The sponsor owned a stabilized manufactured housing community in the Charlotte metro and needed to refinance into long-term, non-recourse permanent debt. The ask was straightforward on the surface: the community was occupied, rents were being collected, and Charlotte is one of the stronger Sunbelt growth markets in the Southeast. In-migration has consistently outpaced affordable housing supply in the region, and North Carolina carries no statewide rent control on manufactured housing pads, which means pad rent trajectory is a legitimate underwriting input rather than a political risk footnote.

The sponsor wanted fixed-rate, non-recourse proceeds sized appropriately for a community in this range, with a term and amortization structure that matched the hold strategy. Agency execution (Freddie Mac or Fannie Mae) and life company balance sheet debt were both on the table from the start.

The Challenge

Manufactured housing communities look like multifamily on a cash flow statement but underwrite like an entirely different asset class once you go one layer deeper. The first question any agency desk asks is not the cap rate. It is the tenant-owned versus park-owned home ratio.

Both Freddie Mac and Fannie Mae run dedicated manufactured housing programs, but they size and price proceeds differently once park-owned home income climbs above a defined threshold. Ground rent from a tenant-owned pad is treated as durable, low-volatility income. Rent from a park-owned home sits below that quality threshold because the park carries the home's physical depreciation, turnover cost, and re-tenanting risk. When park-owned homes represent a meaningful share of total revenue, proceeds compress and pricing widens. The sponsor's community had a mix that required careful documentation, not a red flag, but the kind of detail that stalls a deal if it isn't addressed before the lender's underwriting team starts building their model.

The second layer was infrastructure and environmental. Older manufactured housing communities frequently operate on private septic systems, well water, or aging municipal tie-ins rather than standard utility connections. Any of those conditions requires verification before an agency program or life company will commit non-recourse dollars. Beyond utilities, underground fuel storage tanks are a legacy exposure point in this asset class, and any indication of prior use in a Phase I triggers a path that has to be resolved cleanly before the deal closes.

Neither issue was disqualifying. Both had to be documented, sequenced, and presented in a way that gave lenders confidence rather than open questions.

The Solution

The work started with a detailed audit of the pad mix. Trevor Damyan and the team at Commercial Lending Solutions mapped the tenant-owned versus park-owned breakdown, verified how that income was reported on the rent roll, and confirmed the ratio fell within the tolerance range that keeps both Freddie and Fannie competitive on sizing. That documentation became part of the initial lender package rather than a diligence request response, which removed a common stall point.

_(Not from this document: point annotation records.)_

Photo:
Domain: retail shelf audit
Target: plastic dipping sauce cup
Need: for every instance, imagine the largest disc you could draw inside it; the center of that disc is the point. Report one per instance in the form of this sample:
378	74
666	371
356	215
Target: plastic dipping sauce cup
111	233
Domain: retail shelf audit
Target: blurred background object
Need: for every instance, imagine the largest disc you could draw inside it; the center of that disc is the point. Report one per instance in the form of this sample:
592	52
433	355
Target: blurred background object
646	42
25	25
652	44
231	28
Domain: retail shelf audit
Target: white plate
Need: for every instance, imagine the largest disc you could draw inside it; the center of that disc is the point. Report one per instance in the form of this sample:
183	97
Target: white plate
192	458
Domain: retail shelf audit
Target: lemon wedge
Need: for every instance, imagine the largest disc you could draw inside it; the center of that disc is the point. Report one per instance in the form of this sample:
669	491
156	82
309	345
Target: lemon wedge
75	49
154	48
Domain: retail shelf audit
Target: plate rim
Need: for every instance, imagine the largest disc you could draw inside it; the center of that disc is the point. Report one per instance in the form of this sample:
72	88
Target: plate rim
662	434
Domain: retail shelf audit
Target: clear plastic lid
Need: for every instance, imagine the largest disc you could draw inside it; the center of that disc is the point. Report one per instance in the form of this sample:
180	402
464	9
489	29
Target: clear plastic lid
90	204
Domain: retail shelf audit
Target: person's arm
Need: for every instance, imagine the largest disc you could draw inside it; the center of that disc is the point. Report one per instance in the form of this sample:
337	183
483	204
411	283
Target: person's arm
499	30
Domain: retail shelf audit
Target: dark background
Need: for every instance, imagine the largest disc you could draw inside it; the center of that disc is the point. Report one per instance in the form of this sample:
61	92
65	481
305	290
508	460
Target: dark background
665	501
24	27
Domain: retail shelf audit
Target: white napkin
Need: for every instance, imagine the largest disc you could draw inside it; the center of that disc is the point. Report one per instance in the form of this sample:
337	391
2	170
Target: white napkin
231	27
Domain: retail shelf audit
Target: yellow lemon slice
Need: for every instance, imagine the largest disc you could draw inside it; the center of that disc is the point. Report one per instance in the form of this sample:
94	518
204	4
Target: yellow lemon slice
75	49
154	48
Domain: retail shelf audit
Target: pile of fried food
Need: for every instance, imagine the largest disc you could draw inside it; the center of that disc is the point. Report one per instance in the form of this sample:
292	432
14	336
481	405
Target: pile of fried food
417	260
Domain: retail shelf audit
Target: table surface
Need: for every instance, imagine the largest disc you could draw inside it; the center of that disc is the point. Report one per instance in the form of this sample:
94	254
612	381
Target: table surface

On infrastructure, utility connections were verified through the Phase I and supplemental documentation. The environmental history came back clean on underground storage, which allowed the deal to move forward without a Phase II. Those clearances are not guaranteed, and having a clean report documented early kept the lender's credit timeline intact.

The positioning to lenders focused on what actually drives value in a well-run manufactured housing community: low capital expenditure requirements when homes are tenant-owned, a tenant base with high retention because relocation costs are real, and in-place income supported by a supply-constrained metro with genuine affordable housing demand. The asset was not pitched as a turnaround or a repositioning. It was presented as exactly what it was: a stabilized community with durable cash flow in a market where new supply of this product type is essentially nonexistent.

Final execution came through a competitive agency program at a fixed rate, with a ten-year term and a thirty-year amortization schedule, structured non-recourse.

The Outcome

The sponsor closed $11,200,000 in permanent non-recourse debt at a fixed rate with full-term interest rate certainty. The loan-to-value came in at a level consistent with agency guidelines for stabilized manufactured housing communities, and the amortization structure matched the sponsor's long-term hold objective. The infrastructure and environmental documentation that had to be cleared was cleared before it became a diligence crisis. The pad mix was documented in a way that kept both agency options competitive through final credit approval.

Land-lease economics in a growth market with constrained affordable housing supply produce the kind of income profile that permanent capital is designed for. The work is in proving it to the right lenders in the right order.